I've used HWiNFO32 in the past couple of weeks to help out with some computer upgrades to include the recent attempt to upgrade my father-in-law's PC to Windows Vista. I recommend this tool if you want a quick way to determine exactly what is inside a PC or laptop.

Download the tool here: HWiNFO32

Microsoft Learning Snacks

Learning Snacks are short, interactive presentations about popular topics created by Microsoft Learning experts. Each Snack is delivered by using innovative Microsoft Silverlight technology and includes various media, such as animations and recorded demos. At the end of each free presentation, you can view more Snacks to learn more about the topic, or visit a related Web site.

Current topics:

Microsoft Silverlight
Windows Server 2008
Windows Vista

Learn more here: Learning Snacks

Vista Capable Logos are not Needed

Most of us have read the recent lawsuit articles relating to Microsoft's Vista Capable logo that was planted on basically every PC maker out there during the initial mass selling of Windows Vista. Infact, companies like Dell and HP were selling these PCs and laptops with a Vista Capable logo before Vista even hit stores basically stating this:

"The purchase you are making will allow you to install Windows Vista when ready and your PC will work fine".

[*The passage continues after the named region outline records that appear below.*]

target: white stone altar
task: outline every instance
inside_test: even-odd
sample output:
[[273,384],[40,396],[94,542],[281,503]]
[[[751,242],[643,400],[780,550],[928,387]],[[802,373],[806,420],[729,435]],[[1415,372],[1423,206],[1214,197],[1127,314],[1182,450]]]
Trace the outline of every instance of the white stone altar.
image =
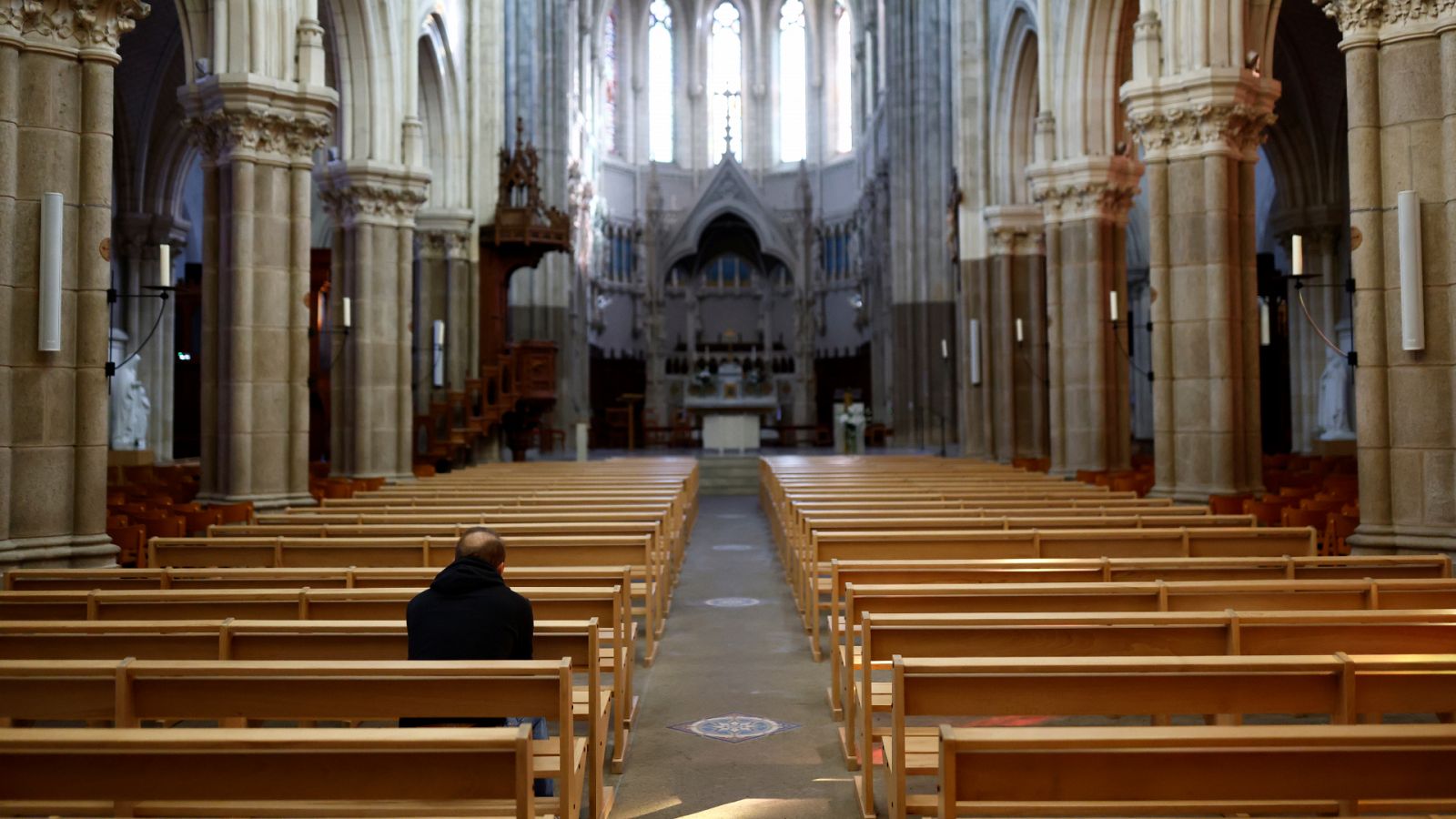
[[711,380],[712,393],[690,395],[683,402],[703,420],[703,449],[718,455],[759,449],[763,415],[778,411],[779,402],[772,395],[744,395],[743,370],[737,364],[725,364]]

Well, apparently, consumers feel they got scammed into purchasing PCs and laptops there were technically not Vista Capable even though the logo said it was. I would like to now squash this theory because whether or not the stupid logo is on the PC, it comes down to how bad a person wants Windows Vista. Anything is possible with the correct hardware.

Case in point......

My father-in-law has a 6 yr old PC, it is an HP Pavilion 551w. It came with Windows XP Home Edition installed and its been running perfectly fine for the last 6 years. Of course, he only uses it for the Internet and the occasional Word or Excel document but for him, its fine. To me....its extremely slow but that is only because I work with much faster PCs on a daily basis so my mind is accustomed to the faster speed. Anyway, I decided to see if it was possible to upgrade the PC to Windows Vista. The PC originally had only 128MB of RAM but that was upgraded to 512MB a couple of years ago. (I can not even remember when a PC that I supported only had 128MB of
RAM). From experience with Vista, I realized that before I even attempted the upgrade, I would need to at least bump up the RAM to 1GB. So I did. The 2nd thing I decided to do was install a better graphics card. I hate using the on-board video so I installed an Nvidia GF400 64MB card (it was free) in the free AGP slot.

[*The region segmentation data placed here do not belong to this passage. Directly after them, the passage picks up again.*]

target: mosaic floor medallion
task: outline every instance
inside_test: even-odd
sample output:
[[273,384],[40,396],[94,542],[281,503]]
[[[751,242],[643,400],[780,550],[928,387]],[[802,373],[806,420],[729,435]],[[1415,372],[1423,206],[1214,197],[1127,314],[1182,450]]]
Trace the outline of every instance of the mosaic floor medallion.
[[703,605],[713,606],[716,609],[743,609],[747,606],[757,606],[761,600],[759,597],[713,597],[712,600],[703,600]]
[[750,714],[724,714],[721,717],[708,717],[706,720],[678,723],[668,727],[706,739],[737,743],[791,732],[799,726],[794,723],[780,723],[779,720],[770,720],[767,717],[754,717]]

The hard drive was the next thing that needed to be upgraded. The PC came with a 40GB drive but at some point during the past 6 years, the PC crashed and someone (who shall remain nameless) decided to try and help fix the problem. So after formatting the PC, he partitioned the hard drive in 2...another no-no in my book. I never partition hard drives, because you will eventually run out of space on the partition with the OS, it always seems to happen. I received a 40GB drive by donation and decided that I will just use it to install Windows Vista and then install the original drive as a backup and migrate all of his personal data to the new drive.

Quick recap:
Upgraded RAM to 1Gb from 512MB.
Installed a 64MB AGP video card
Installed a used formatted 40GB hard drive for the OS installation.

(by the way, so far, this has only cost us $40 which was for the purchase of the 1GB PC3200 DDR module)

I was now ready to upgrade to Vista....and just to be funny, I decided to upgrade to Windows Vista Ultimate just because I could. Here is where I ran into a snag. If you don't already know, to install Windows Vista, you now need a DVD drive since the OS is so large, the install no longer fits on 1 CD. I think that the size of the original ISO files are at least 2 or 3GB. Upon inserting the Windows Vista install DVD, nothing happened. So I rebooted the PC anyway because I need to do the install from booting to the DVD anyway. Again, nothing happened! The DVD drive was running but the DVD was not being recognized.

To speed this long article up, there were 2 problems:

1) The HP Pavilion 551w desktop is so old that it does not allow booting from a DVD (and yes, there is no BIOS update to allow this, I already checked)

2) The actual DVD drive was not accepting any DVDs. I could not even play a DVD movie from the original hard drive which I used as a test to checkout the drive. CDs work fine, burning CDs worked OK, but for some reason, it did not like any DVD. (for the record, this drive was an HP DVD writer 740b)

After spending another $60 to purchase a new DVD-RAM drive, I was able to install Vista but since the PC does not allow us to boot from it, I had to first install Windows XP and then do an upgrade to Windows Vista Ultimate. Everything was recognized after the install completed, including the video card drivers!

Total Cost to make PC Vista Capable: $100

Conclusion: Vista Capable logos are not necessary! If you can not afford to purchase a new PC with Windows Vista, just attempt to upgrade your PC as much as possible so that Vista will install for you. You will probably save money by doing so.